Meant to blog this a while back, but work has been keeping me busy. A friend of mine in the US, Joe Landman, runs a business making serious HPC storage gear and has found a rather disturbing problem with Corsair CMFSSD-32D1 SSD drives. Here is how he describes it after Corsair went silent on him about this issue (ellipses are his):
We are experiencing about a 70% failure rate, within 3 months of acquisition. In many different chassis, in many different parts of the world, with many different power supplies, many different motherboards. This is a time correlated failure. I have never … ever … in 25+ years doing this stuff … ever … seen anything like this. Its either a really … really bad silicon error in a controller chip or a firmware bug … or some other crappy part.

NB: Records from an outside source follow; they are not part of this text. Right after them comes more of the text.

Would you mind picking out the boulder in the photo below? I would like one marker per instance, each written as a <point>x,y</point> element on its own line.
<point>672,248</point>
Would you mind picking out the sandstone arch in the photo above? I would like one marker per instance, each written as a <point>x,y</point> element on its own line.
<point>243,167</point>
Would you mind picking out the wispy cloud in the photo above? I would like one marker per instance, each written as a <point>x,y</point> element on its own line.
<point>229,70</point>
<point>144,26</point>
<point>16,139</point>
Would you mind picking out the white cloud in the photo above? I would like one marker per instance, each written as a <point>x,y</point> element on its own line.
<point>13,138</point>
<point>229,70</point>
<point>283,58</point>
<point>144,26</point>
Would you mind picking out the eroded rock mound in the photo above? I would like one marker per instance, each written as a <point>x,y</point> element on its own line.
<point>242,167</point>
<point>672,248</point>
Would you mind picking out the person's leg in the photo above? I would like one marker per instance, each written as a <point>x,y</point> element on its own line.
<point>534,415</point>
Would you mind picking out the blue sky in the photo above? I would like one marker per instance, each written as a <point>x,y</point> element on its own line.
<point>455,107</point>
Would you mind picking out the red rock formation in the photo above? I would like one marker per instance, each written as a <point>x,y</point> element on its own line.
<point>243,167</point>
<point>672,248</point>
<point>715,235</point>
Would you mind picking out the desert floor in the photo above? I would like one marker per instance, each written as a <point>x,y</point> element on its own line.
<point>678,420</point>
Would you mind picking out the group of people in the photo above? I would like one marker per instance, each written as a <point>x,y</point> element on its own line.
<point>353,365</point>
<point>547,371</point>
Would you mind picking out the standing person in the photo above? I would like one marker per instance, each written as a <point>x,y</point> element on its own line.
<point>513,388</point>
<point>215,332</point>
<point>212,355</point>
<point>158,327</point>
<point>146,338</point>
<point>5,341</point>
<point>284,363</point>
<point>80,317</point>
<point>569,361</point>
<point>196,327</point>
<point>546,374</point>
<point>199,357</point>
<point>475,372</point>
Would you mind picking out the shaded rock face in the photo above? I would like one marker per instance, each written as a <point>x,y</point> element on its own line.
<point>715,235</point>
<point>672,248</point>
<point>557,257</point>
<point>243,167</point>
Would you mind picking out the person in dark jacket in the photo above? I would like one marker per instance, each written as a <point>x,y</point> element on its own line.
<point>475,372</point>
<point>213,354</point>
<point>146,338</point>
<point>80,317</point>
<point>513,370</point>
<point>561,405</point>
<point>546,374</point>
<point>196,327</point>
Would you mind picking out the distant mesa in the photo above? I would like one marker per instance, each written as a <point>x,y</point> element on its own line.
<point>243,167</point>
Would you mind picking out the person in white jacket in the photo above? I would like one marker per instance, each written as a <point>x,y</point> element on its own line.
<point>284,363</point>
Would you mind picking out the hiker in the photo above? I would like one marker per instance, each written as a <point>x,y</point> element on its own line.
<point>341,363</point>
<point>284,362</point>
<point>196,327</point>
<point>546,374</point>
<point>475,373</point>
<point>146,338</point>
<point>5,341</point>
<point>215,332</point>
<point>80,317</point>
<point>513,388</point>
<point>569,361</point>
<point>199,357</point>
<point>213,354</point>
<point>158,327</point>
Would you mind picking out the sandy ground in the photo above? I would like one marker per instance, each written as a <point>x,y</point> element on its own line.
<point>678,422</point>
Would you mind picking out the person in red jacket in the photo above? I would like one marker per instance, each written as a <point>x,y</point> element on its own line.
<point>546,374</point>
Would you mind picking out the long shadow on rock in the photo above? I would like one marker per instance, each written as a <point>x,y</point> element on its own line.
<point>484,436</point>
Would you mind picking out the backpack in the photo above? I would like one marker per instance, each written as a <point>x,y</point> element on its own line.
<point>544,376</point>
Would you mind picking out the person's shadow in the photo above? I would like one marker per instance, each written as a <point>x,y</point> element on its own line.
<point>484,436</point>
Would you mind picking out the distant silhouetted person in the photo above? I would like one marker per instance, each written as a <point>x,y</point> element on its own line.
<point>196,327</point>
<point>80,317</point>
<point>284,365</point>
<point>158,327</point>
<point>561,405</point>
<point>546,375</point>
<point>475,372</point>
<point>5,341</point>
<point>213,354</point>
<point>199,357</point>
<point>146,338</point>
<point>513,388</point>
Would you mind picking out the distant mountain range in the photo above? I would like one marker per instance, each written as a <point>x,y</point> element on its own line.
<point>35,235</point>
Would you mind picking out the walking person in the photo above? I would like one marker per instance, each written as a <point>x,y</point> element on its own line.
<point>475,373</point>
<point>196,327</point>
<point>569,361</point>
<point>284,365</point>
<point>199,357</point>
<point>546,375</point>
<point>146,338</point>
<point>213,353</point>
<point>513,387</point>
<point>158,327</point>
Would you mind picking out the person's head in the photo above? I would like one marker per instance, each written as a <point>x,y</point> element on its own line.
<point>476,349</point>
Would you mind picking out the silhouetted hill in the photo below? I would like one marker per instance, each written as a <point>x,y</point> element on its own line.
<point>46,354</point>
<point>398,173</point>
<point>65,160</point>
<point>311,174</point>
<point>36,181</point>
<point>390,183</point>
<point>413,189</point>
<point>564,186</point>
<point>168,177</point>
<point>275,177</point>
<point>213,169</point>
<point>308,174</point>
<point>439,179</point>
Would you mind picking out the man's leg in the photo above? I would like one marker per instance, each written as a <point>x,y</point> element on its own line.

It came right out of the blue and the failure mode is pretty scary:
Imagine for a moment, you have these in a RAID 1 configuration. And because of the the failure, the unit refuses to get past the POST section. So there you are, with a remote machine, say, I dunno, 6000 miles away from you, and an SSD, with a putative 100+ year MTBF fails, and fails in a way that stops POST. So the system on reboot, freezes at the drive detection phase.
Remember that with a 2 drive RAID1 mirror and a 70% failure rate (plus Murphy) you’re looking at a real risk of a double disk failure, which Joe has seen at some of his customers. He’s got a neat way to use a loopback device on a spinning disk as an extra member of the RAID1 set to at least have a copy of the data where it can be recovered from.
So tell your friends, just say “NO” to Corsair CMFSSD-32D1 SSD’s.